繼續上一篇的內容,上一篇講解了Bootstrap Your Onw Latent自監督模型的論文和結構:
https://juejin.cn/post/6922347006144970760
現在我們看看如何用pytorch來實現這個結構,並且在學習的過程中加深對論文的理解。
github:https://github.com/lucidrains/byol-pytorch
【前沿】:這個程式碼我沒有實際跑過,畢竟我只是一個沒有GPU的小可憐。
主要模型程式碼
class BYOL(nn.Module):
def __init__(
self,
net,
image_size,
hidden_layer = -2,
projection_size = 256,
projection_hidden_size = 4096,
augment_fn = None,
augment_fn2 = None,
moving_average_decay = 0.99,
use_momentum = True
):
super().__init__()
self.net = net
# default SimCLR augmentation
DEFAULT_AUG = torch.nn.Sequential(
RandomApply(
T.ColorJitter(0.8, 0.8, 0.8, 0.2),
p = 0.3
),
T.RandomGrayscale(p=0.2),
T.RandomHorizontalFlip(),
RandomApply(
T.GaussianBlur((3, 3), (1.0, 2.0)),
p = 0.2
),
T.RandomResizedCrop((image_size, image_size)),
T.Normalize(
mean=torch.tensor([0.485, 0.456, 0.406]),
std=torch.tensor([0.229, 0.224, 0.225])),
)
self.augment1 = default(augment_fn, DEFAULT_AUG)

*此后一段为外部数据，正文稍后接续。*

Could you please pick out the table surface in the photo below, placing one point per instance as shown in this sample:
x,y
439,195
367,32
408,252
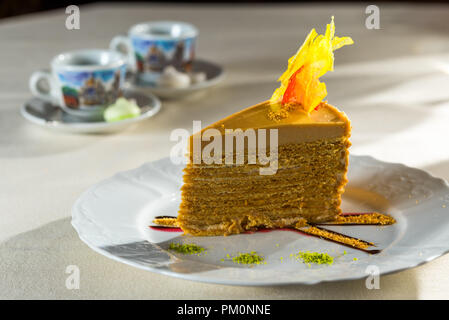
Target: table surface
x,y
393,84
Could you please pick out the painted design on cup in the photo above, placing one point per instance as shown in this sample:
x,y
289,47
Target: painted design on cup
x,y
152,46
81,89
155,55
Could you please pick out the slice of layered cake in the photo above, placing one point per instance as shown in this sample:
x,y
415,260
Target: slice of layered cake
x,y
279,163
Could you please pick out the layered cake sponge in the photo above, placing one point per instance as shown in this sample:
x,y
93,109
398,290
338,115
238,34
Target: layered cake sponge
x,y
312,160
308,155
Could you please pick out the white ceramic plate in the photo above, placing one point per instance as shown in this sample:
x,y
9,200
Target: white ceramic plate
x,y
214,74
113,216
52,117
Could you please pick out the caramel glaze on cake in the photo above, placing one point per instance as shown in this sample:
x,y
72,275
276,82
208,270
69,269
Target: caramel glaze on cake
x,y
223,199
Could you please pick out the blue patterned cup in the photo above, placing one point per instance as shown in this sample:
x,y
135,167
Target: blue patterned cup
x,y
82,82
153,46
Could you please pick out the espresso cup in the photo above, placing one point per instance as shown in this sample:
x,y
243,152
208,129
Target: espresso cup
x,y
83,83
153,46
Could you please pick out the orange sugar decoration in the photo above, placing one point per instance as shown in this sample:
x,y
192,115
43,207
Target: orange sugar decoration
x,y
300,85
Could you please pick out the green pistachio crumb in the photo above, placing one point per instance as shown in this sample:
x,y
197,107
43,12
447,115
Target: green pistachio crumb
x,y
186,248
315,257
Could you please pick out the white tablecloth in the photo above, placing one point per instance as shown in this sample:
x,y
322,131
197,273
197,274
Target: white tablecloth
x,y
393,83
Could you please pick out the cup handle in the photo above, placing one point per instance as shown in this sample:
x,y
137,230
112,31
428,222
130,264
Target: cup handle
x,y
122,44
40,92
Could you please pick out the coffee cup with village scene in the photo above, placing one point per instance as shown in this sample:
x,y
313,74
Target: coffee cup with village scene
x,y
83,83
153,46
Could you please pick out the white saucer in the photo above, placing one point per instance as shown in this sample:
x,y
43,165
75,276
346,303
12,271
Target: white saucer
x,y
113,216
214,74
52,117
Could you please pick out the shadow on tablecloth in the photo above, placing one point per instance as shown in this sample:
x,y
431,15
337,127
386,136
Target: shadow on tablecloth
x,y
33,265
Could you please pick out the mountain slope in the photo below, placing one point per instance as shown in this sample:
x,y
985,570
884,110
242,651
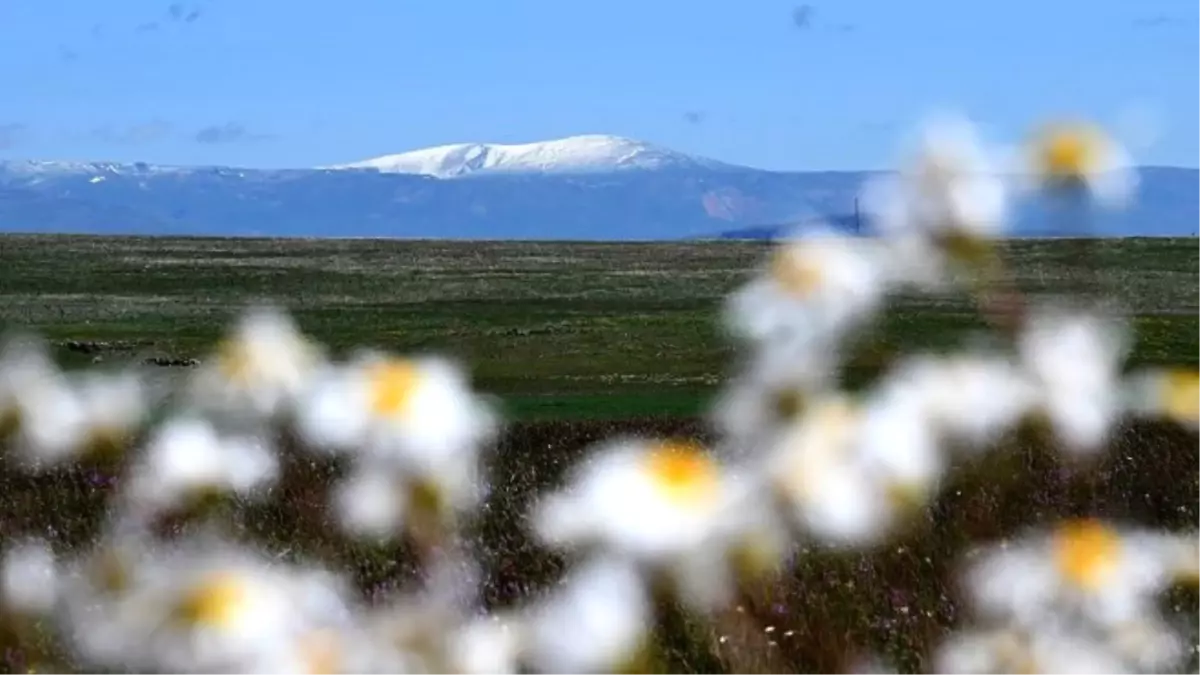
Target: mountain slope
x,y
583,187
574,155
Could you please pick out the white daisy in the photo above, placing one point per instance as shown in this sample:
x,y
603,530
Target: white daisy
x,y
847,471
418,413
259,369
1075,360
187,459
30,579
948,189
1041,652
1083,568
115,406
972,399
372,502
1074,154
814,288
651,500
203,607
487,645
598,621
1168,393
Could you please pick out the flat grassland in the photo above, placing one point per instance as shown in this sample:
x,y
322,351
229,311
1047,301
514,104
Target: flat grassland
x,y
558,329
603,330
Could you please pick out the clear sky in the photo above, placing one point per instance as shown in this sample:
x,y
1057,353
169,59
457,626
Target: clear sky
x,y
766,83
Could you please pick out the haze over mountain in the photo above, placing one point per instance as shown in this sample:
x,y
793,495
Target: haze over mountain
x,y
603,187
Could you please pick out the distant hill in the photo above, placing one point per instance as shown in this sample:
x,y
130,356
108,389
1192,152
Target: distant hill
x,y
597,187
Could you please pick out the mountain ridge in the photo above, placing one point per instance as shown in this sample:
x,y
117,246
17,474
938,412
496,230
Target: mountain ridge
x,y
593,186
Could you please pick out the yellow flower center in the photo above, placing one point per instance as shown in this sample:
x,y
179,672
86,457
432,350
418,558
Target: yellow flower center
x,y
1069,151
1087,553
10,420
684,472
906,497
322,652
797,270
825,438
234,360
215,602
393,383
111,571
1181,395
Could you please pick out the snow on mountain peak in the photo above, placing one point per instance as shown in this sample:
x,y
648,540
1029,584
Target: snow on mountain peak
x,y
575,154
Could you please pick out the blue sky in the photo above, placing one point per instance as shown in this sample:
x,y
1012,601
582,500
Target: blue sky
x,y
774,84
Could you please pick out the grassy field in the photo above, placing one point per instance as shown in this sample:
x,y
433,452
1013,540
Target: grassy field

self.augment2 = default(augment_fn2, self.augment1)
self.online_encoder = NetWrapper(net, projection_size, projection_hidden_size, layer=hidden_layer)
self.use_momentum = use_momentum
self.target_encoder = None
self.target_ema_updater = EMA(moving_average_decay)
self.online_predictor = MLP(projection_size, projection_size, projection_hidden_size)
# get device of network and make wrapper same device
device = get_module_device(net)
self.to(device)
# send a mock image tensor to instantiate singleton parameters
self.forward(torch.randn(2, 3, image_size, image_size, device=device))
@singleton('target_encoder')
def _get_target_encoder(self):
target_encoder = copy.deepcopy(self.online_encoder)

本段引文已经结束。